11. We briefly examine some data that makes us recognize that much of our DNA “doesn’t code for anything”. So, what is it for? We table this for now, assuring students we’ll come back to it later.
We’ve discovered that only a small fraction of our DNA is made up of genes that code for protein. This leaves us wondering: what is the rest of it for?
Optional Learning Segment A: How do we know DNA is the “molecule of inheritance”?
We review the historical experiments that helped 20th century scientists develop a body of evidence for DNA as the carrier of hereditary information.

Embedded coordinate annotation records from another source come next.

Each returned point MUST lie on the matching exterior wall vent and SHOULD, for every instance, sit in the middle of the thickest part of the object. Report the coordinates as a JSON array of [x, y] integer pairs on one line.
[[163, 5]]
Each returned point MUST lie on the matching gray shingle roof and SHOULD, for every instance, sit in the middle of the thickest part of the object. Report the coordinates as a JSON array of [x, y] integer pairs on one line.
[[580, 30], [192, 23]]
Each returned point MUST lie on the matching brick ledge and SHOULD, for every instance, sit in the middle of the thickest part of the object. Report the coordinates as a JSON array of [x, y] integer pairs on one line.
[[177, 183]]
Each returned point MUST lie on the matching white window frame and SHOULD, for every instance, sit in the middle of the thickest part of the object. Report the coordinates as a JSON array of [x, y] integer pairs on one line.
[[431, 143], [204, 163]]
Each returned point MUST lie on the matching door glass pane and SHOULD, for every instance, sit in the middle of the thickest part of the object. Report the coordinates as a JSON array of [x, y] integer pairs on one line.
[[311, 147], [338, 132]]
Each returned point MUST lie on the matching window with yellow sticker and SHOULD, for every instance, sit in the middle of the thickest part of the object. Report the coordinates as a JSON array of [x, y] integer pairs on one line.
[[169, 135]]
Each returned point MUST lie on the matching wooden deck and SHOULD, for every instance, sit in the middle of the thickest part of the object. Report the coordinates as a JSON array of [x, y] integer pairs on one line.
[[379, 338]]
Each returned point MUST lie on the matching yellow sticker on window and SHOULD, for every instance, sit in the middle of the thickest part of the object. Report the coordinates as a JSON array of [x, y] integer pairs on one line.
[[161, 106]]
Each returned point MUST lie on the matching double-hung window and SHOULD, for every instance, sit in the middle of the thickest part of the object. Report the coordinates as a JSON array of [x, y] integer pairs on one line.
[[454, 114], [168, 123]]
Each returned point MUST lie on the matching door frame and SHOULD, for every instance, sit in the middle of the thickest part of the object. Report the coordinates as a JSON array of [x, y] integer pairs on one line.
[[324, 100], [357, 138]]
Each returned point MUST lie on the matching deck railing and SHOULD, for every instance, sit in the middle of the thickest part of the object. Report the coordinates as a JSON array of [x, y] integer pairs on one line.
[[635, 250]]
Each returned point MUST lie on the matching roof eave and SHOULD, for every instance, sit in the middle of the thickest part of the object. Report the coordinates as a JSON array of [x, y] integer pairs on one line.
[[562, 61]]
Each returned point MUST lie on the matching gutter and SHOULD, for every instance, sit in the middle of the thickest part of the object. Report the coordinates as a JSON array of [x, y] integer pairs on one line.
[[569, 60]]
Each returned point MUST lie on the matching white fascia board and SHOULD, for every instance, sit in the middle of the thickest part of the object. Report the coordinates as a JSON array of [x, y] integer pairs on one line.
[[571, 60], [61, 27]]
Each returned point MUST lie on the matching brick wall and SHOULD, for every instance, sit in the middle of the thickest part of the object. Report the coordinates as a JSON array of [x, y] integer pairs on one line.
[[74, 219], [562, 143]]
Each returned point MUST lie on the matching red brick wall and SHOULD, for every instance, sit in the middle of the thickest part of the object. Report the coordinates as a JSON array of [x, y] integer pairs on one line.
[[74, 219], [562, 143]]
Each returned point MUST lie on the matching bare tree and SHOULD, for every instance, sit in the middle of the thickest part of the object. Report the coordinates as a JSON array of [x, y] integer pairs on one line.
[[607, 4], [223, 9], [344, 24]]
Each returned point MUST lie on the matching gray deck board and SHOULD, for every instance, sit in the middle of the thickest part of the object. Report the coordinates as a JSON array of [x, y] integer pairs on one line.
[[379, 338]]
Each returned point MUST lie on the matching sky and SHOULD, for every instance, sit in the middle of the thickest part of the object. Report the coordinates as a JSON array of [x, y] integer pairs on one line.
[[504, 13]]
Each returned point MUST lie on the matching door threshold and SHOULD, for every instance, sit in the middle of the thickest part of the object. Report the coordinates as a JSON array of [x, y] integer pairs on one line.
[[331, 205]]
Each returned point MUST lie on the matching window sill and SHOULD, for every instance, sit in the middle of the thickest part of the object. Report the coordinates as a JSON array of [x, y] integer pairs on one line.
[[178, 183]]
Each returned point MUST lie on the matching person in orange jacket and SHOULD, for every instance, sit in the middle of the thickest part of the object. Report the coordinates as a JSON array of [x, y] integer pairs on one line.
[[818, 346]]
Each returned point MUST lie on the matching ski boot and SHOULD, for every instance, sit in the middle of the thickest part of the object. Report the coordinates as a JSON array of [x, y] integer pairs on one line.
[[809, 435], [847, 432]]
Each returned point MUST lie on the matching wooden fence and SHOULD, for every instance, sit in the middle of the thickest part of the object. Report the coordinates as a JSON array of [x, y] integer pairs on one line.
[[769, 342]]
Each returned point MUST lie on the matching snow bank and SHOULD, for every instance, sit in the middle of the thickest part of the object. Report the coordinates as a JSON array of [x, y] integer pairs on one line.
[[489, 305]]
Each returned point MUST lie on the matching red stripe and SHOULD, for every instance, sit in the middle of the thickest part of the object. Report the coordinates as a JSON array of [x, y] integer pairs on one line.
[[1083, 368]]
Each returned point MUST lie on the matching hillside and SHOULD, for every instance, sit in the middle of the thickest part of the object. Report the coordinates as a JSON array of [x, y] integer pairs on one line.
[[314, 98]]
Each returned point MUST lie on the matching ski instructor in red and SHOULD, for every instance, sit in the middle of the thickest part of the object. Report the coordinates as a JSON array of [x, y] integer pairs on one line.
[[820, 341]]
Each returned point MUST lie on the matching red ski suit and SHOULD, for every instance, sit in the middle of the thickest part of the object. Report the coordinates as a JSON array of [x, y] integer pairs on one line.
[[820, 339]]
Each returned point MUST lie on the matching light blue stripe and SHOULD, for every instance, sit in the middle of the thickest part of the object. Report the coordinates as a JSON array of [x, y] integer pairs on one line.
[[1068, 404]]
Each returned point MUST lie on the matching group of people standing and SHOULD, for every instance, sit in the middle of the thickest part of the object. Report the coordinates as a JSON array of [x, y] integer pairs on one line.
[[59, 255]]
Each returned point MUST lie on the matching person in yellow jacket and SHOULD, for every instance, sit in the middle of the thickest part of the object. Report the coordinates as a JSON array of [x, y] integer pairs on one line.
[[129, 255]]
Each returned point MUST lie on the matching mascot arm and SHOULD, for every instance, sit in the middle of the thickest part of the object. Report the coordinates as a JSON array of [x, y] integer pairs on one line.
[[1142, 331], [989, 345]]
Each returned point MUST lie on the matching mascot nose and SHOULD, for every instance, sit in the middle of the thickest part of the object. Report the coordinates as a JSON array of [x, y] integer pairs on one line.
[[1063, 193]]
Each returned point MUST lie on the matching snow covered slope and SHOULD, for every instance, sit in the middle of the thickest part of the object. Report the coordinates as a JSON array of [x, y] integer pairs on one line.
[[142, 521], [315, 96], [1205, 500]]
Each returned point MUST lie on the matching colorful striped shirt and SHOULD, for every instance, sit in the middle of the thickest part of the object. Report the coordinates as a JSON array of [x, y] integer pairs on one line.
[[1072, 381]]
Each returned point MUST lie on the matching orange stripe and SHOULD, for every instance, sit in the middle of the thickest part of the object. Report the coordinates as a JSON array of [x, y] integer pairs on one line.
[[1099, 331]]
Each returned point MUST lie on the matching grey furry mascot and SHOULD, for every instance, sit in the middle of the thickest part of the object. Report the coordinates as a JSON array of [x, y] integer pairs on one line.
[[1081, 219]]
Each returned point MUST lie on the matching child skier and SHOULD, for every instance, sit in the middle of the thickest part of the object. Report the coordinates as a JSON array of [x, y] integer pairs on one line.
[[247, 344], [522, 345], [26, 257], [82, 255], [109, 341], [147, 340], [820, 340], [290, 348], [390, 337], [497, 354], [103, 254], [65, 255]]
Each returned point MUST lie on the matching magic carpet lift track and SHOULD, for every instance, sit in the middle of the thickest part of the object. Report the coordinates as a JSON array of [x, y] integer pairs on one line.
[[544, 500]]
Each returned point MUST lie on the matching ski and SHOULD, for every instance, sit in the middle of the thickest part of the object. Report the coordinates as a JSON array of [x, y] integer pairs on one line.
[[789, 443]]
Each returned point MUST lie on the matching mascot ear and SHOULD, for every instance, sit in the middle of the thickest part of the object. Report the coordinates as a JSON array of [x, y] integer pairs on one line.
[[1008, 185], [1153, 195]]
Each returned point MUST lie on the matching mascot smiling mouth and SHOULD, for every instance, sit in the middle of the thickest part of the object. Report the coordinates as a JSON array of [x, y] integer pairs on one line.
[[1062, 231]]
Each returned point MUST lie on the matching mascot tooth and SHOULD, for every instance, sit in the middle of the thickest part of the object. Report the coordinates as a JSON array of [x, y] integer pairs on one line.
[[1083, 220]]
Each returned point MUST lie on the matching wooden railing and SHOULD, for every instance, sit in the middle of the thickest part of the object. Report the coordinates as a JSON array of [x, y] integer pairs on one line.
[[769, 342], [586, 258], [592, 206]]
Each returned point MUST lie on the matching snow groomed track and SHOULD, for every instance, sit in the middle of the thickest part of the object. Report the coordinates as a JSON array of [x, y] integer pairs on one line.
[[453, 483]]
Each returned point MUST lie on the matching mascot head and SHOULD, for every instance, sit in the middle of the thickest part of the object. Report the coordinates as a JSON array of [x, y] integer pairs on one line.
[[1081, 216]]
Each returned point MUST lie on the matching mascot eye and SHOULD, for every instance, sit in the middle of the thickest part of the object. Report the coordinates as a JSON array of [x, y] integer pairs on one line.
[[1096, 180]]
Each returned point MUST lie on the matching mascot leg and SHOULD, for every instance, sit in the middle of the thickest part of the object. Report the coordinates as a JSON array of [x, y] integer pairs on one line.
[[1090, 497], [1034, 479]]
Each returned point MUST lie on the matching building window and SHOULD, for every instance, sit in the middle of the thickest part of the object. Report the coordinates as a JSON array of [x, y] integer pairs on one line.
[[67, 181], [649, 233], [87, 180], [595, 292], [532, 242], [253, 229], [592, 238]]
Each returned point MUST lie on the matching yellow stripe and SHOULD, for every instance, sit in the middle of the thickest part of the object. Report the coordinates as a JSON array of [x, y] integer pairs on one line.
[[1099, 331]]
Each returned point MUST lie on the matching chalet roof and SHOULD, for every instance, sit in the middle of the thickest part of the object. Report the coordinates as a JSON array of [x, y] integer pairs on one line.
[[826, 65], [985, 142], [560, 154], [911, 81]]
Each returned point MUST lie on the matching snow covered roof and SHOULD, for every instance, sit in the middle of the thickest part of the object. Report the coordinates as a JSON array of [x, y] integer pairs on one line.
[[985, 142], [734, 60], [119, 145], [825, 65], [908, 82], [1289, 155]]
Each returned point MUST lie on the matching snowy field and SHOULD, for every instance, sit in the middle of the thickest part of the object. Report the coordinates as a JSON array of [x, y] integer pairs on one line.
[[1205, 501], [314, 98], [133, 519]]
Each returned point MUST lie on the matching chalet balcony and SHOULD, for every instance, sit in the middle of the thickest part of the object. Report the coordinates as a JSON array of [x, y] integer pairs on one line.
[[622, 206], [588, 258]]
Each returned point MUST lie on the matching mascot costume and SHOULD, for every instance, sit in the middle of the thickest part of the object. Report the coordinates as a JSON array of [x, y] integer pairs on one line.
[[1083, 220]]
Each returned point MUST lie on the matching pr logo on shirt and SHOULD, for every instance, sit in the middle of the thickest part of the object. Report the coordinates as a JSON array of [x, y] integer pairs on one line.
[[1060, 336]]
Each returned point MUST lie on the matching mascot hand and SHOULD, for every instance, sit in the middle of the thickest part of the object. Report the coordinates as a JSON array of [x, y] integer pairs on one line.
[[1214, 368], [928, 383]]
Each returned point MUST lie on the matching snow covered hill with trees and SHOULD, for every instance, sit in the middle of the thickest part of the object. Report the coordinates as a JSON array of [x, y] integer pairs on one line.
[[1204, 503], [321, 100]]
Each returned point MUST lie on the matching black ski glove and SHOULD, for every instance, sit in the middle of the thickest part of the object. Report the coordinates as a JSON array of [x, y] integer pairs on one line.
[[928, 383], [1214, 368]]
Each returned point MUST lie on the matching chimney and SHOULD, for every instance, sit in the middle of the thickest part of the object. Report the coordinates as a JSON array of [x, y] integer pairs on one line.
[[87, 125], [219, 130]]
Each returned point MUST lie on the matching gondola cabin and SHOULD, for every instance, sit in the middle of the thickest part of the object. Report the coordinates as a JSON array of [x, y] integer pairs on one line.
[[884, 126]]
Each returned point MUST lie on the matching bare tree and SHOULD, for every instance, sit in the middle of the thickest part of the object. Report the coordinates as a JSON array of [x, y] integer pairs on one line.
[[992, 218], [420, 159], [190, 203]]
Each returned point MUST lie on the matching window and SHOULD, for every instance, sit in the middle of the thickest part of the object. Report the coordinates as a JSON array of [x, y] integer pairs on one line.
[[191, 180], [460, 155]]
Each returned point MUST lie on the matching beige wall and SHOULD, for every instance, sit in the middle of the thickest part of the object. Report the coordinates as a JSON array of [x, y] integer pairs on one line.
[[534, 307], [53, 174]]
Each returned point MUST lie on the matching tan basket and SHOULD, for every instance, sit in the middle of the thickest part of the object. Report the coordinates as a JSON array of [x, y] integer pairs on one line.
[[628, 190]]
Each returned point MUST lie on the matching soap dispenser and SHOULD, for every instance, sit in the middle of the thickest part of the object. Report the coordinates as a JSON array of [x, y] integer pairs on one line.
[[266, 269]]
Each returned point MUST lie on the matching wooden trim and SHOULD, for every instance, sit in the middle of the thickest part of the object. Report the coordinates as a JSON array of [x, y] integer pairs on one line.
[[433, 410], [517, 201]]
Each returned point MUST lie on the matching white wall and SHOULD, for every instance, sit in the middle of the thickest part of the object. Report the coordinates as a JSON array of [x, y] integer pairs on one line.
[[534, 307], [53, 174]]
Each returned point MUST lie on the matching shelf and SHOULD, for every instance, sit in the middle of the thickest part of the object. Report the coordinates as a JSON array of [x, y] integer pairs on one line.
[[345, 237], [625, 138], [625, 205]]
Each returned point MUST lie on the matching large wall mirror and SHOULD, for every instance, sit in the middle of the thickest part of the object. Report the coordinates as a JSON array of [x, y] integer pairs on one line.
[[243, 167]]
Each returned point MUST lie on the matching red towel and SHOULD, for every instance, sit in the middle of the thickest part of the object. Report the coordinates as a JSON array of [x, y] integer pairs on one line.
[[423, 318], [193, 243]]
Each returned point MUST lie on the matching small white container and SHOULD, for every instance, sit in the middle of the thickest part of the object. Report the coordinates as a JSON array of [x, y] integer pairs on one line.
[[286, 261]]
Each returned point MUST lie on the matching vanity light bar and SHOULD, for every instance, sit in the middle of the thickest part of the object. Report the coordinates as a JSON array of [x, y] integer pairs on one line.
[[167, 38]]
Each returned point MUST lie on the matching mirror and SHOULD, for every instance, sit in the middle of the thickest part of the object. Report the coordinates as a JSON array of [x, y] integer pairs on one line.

Best positioned as part of Learning Segment 01. (See presenter notes in PowerPoint.)
We reviewed the historical experiments that provided evidence for DNA as the hereditary molecule (thus confirming the role of chromosomes in transmission of hereditary information) and reinforced our ideas of science as a process, not only a body of knowledge.
Optional Learning Segment B: The Details of Protein Synthesis.
This Optional Learning Segment can serve as a substitute for LS06 in order to more deeply track the processes of transcription and translation. Note: NGSS no longer calls us to explore the details of these process (e.g. no requirement to cover modifications to mRNA or the role of tRNA).
Note: The materials for this Learning Segment are not officially a part of the MBER-bio resources at this time. We include them, however, because many teachers will continue to want an option for teaching the details of protein synthesis. The materials are open source and the activities engaging. They simply go beyond the scope of ideas covered in this Model Triangle. (And therefore are included in the Downloadable Resources as a separate compressed or ".zip" file.)
We figured out how DNA codes for a protein (in detail).